Des étudiants-remplaçants ?
Enfin, le projet de loi pour une “Ecole de la confiance” prévoit la mise en place de contrat de pré-professionnalisation pour les étudiants en deuxième année de licence jusqu’en première année de master. Les acteurs éducatifs y voient un moyen pour remplacer les professeurs absents et estiment qu’il s’agit de contrats très précaires et « sous payés ». Pour Cathy Racon-Bouzon, il s’agit plutôt de « tester la vocation des étudiants, lutter contre le phénomène des démissions. Les jeunes ont un manque de visibilité pratique de leur métier. Chaque jeune sera donc sous la responsabilité d’un maître formateur ou tuteur qui lui permettra d’observer, de participer à des objectifs, d’avoir petit à petit plus de responsabilités »

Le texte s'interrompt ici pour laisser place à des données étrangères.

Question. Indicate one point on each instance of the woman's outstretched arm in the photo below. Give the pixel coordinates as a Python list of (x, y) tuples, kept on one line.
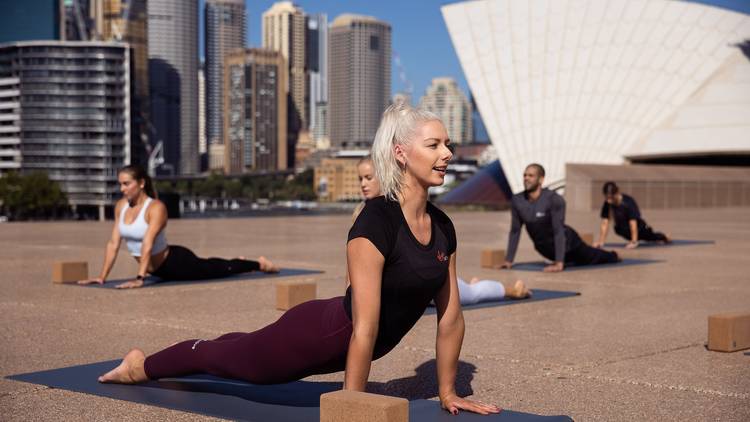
[(450, 336), (365, 267)]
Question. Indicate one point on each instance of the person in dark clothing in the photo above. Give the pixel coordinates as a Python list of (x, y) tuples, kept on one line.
[(543, 213), (401, 255), (624, 211)]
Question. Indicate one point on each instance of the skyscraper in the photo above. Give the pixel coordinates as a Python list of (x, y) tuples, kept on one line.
[(445, 99), (202, 143), (65, 110), (30, 20), (126, 20), (316, 63), (225, 24), (255, 102), (284, 31), (173, 80), (360, 79)]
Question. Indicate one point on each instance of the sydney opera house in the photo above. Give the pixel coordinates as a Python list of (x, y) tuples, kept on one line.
[(606, 82)]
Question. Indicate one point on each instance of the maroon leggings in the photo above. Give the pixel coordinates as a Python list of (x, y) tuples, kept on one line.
[(311, 338)]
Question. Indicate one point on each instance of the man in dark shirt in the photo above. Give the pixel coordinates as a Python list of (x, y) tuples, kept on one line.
[(543, 213), (628, 222)]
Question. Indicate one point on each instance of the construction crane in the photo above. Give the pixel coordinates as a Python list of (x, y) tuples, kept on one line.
[(408, 87)]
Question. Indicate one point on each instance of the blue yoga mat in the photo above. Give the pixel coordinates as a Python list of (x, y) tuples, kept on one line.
[(539, 265), (238, 400), (153, 281), (537, 295), (675, 242)]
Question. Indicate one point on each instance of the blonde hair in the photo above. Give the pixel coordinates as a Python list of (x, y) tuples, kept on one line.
[(399, 122)]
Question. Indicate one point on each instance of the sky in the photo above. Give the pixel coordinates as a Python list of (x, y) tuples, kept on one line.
[(419, 35)]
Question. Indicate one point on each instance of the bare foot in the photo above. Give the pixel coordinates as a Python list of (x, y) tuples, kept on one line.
[(132, 284), (97, 280), (267, 266), (518, 291), (130, 371)]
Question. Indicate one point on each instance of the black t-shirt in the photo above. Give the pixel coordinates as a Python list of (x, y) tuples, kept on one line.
[(413, 273), (623, 213)]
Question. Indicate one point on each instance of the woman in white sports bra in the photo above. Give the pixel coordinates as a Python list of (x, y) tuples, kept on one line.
[(140, 220)]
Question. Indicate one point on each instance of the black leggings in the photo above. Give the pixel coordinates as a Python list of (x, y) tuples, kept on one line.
[(645, 232), (578, 252), (182, 264), (311, 338)]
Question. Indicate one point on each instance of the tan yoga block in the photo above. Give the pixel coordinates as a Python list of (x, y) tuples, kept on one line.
[(69, 272), (291, 293), (355, 406), (492, 258), (729, 332), (588, 238)]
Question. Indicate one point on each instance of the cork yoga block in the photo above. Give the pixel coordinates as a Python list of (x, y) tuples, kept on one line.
[(354, 406), (291, 293), (729, 332), (69, 272), (492, 258), (588, 238)]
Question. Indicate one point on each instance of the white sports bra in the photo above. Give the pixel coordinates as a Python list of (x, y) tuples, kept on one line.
[(133, 233)]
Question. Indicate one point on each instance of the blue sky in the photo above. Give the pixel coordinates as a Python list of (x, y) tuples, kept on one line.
[(420, 37)]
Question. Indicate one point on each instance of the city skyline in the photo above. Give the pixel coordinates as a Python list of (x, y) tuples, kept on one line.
[(420, 37)]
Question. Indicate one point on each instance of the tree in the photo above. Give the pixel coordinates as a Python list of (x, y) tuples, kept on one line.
[(31, 196)]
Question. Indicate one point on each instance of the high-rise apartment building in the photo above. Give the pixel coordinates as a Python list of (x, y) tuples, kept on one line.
[(225, 23), (316, 62), (202, 143), (284, 31), (360, 79), (65, 110), (255, 104), (173, 81), (126, 21), (445, 99)]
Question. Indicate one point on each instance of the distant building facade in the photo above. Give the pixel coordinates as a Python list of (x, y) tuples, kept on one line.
[(173, 82), (336, 179), (65, 110), (255, 105), (360, 79), (225, 25), (445, 99), (316, 64)]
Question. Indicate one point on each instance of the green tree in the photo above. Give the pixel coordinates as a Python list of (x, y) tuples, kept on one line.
[(31, 196)]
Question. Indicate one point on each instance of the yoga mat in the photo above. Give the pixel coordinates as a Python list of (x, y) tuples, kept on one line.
[(539, 265), (153, 281), (675, 242), (537, 295), (236, 400)]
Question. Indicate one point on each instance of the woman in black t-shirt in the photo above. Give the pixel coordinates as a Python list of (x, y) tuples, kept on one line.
[(400, 256), (624, 211)]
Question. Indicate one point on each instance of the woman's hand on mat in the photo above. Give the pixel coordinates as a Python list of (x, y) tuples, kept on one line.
[(554, 268), (505, 265), (132, 284), (93, 280), (453, 404)]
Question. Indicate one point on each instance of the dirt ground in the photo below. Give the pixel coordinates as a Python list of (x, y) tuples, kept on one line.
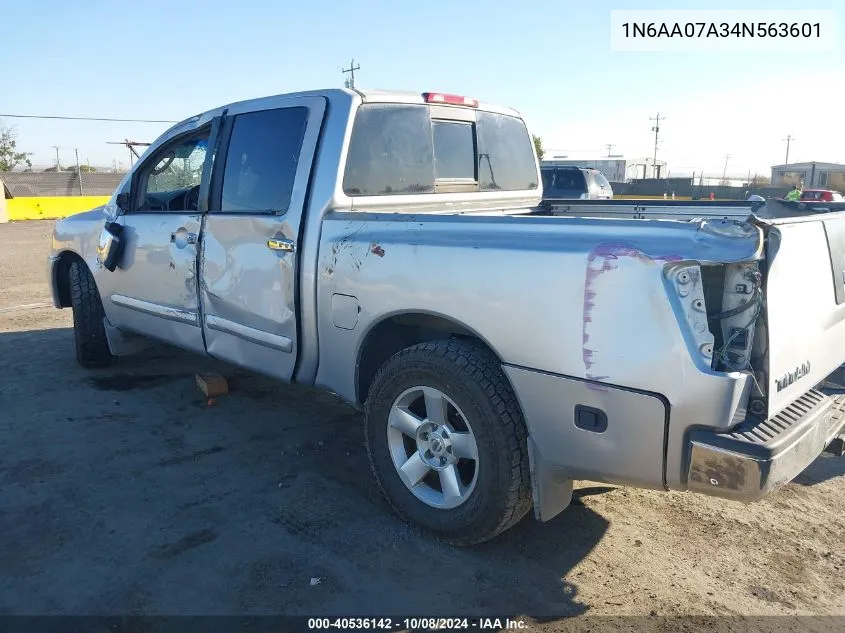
[(122, 492)]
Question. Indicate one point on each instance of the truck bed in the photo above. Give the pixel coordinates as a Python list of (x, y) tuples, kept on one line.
[(664, 209)]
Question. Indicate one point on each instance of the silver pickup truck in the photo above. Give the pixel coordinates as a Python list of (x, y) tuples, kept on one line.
[(391, 248)]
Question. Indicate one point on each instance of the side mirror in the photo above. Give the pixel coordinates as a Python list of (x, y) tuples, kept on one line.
[(122, 201), (110, 246)]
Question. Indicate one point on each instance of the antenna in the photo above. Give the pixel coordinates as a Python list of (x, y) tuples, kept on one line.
[(656, 130), (350, 83)]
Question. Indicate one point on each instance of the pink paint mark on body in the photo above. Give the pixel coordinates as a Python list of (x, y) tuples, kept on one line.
[(602, 259)]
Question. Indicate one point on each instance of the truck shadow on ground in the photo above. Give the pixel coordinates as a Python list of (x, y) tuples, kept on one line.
[(260, 504), (825, 467)]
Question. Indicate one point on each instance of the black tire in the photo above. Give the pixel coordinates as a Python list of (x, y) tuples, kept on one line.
[(89, 332), (471, 376)]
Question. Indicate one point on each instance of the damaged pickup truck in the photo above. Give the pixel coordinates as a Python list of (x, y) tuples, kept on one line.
[(391, 248)]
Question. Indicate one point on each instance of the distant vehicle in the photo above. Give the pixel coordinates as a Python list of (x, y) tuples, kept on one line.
[(821, 195), (575, 183)]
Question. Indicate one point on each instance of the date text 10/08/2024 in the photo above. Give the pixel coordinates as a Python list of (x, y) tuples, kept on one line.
[(412, 624)]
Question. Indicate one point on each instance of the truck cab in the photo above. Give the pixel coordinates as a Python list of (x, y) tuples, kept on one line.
[(391, 248)]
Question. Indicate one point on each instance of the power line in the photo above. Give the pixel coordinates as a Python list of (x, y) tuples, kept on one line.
[(350, 83), (84, 118)]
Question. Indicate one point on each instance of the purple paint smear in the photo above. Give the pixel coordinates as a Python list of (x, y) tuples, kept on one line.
[(602, 259)]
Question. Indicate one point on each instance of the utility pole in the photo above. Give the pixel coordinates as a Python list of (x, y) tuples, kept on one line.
[(656, 130), (350, 83), (78, 172)]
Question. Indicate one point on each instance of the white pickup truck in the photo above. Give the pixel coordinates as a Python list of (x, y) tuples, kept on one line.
[(391, 248)]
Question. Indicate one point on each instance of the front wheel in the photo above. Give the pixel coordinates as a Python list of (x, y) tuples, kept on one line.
[(89, 332), (447, 441)]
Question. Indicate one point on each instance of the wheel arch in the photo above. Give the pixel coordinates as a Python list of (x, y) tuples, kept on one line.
[(60, 280), (397, 331)]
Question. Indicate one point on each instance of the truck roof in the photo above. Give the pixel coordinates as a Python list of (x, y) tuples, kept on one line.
[(367, 96)]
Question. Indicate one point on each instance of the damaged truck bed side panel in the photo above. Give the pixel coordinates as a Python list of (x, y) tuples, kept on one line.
[(582, 302), (404, 262)]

Là encore, le débat s’enflamme, les professeurs d’écoles et de collèges ne comprennent pas : « Nous manquons cruellement d’enseignants. Il nous faut des enseignants à Marseille, pas des étudiants ! Les termes “étudiant […] avec appui du tuteur” qui se trouve dans votre texte de loi sont totalement flous. Cela signifie-t-il qu’un maître tuteur peut laisser une classe entière à son étudiant stagiaire, le temps d’un café ? »
Les différentes interprétations et les décalages entre l’objectif du projet de loi pour une “Ecole de la confiance” continuent d’alimenter les suspicions et les doutes au sein du corps enseignant et des parents d’élèves. Malgré les tentatives d’éclaircissement de la députée LREM quant aux différents points de la loi, son auditoire n’est pas rassuré : « Nous avons conscience Mme la députée de vos bonnes intentions, toutefois, il y a une fracture. Il y a un décalage. La confiance ça se construit, ce ne se décrète pas ».

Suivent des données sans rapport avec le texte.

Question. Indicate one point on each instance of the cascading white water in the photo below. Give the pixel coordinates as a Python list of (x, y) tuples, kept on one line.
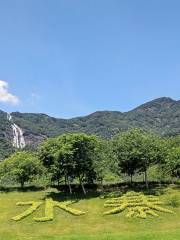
[(18, 138)]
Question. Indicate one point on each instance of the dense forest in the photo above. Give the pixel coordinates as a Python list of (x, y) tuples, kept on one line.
[(78, 158)]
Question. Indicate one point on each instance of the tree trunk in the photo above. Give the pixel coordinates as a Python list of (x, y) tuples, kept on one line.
[(69, 185), (146, 178)]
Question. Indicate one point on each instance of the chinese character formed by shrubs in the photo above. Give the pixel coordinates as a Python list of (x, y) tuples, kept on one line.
[(137, 204), (49, 209)]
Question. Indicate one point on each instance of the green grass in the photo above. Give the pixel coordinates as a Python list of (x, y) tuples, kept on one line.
[(91, 226)]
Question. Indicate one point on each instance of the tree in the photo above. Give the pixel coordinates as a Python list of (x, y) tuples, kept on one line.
[(172, 163), (72, 156), (136, 150), (22, 167)]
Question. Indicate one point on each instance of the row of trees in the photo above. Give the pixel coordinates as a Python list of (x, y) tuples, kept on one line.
[(87, 158)]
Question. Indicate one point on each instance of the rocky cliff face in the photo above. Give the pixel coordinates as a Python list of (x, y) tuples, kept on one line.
[(160, 115)]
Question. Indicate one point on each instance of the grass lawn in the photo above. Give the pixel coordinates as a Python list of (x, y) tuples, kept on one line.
[(91, 226)]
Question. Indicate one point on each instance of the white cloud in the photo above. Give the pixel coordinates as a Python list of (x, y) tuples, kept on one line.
[(5, 95)]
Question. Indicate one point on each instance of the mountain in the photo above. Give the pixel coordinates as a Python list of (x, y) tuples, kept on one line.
[(161, 115)]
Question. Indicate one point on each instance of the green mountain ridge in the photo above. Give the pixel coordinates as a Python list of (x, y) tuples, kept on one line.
[(161, 115)]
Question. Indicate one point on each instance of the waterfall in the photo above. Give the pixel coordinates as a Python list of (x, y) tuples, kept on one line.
[(18, 138)]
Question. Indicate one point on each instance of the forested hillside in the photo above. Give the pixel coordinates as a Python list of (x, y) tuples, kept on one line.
[(161, 115)]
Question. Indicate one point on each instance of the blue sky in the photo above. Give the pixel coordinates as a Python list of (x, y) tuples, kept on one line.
[(69, 58)]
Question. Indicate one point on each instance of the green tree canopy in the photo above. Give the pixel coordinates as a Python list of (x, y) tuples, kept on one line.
[(73, 156)]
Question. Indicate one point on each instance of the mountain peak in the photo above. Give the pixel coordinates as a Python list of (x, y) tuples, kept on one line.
[(156, 105)]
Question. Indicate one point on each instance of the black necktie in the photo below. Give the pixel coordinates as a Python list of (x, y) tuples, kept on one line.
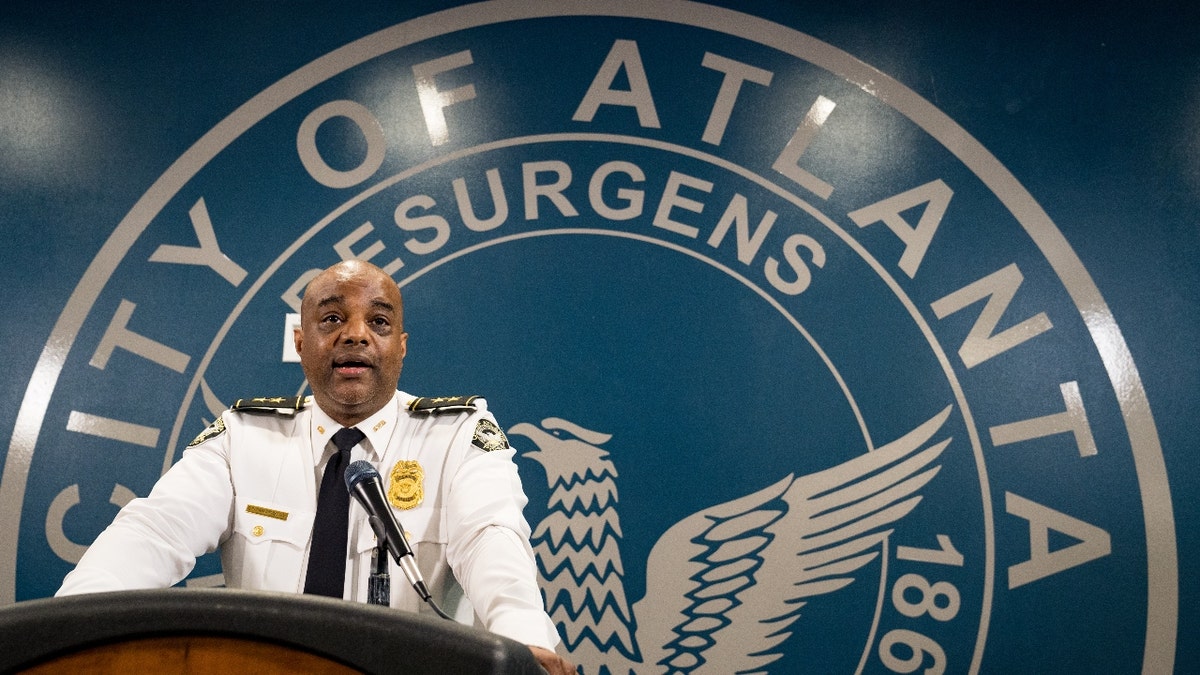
[(327, 556)]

Des petits-déjeuners gratuits dans les écoles « pour tous les enfants ou rien » affirme Jean-Claude Gaudin
Offrir le petit-déjeuner aux écoliers des quartiers défavorisés est une mesure phare du plan pauvreté annoncé en septembre dernier par le président de la République. 100 000 enfants seront concernés. Jean-Claude Gaudin s’est exprimé à ce sujet. Selon lui, cette mesure, qui ne vise que les enfants en situation de pauvreté, devrait être mise en place « pour tous les enfants ou rien ».
Cathy Racon-Bouzon, interrogée par Gomet’ a réagi aux déclarations du maire : « Nous aimerions aussi que les petits-déjeuners soient offerts à tous les écoliers de France… dans un monde idéal, oui. Le fait est que cette mesure a vocation à permettre à des enfants issus de milieux défavorisés, dans une situation de pauvreté de ne pas passer des heures le ventre vide. Certains ont des carences, il fallait s’en occuper ».
Mardi 23 avril, Jean-Michel Blanquer, ministre de l’Education et Christelle Dubos, secrétaire d’Etat auprès de la ministre de la Santé, ont annoncé le financement de ces petits-déjeuners à hauteur de six millions d’euros pour la rentrée 2019, puis douze millions en 2020. Si la mesure ne fait pas l’unanimité auprès de certaines municipalités, c’est que celles-ci craignent que son coût s’ajoute à la cantine à un euro. Ainsi l’Association des Maires de France : « le gouvernement souhaite mettre en place une aide de deux euros pour les communes qui s’engageraient dans le dispositif de la cantine à un euro. Or le coût moyen d’un repas pour une commune est évalué entre 7,5 et 10 euros. En l’état, c’est donc un nouveau transfert de charges qui se profilerait pour les communes ».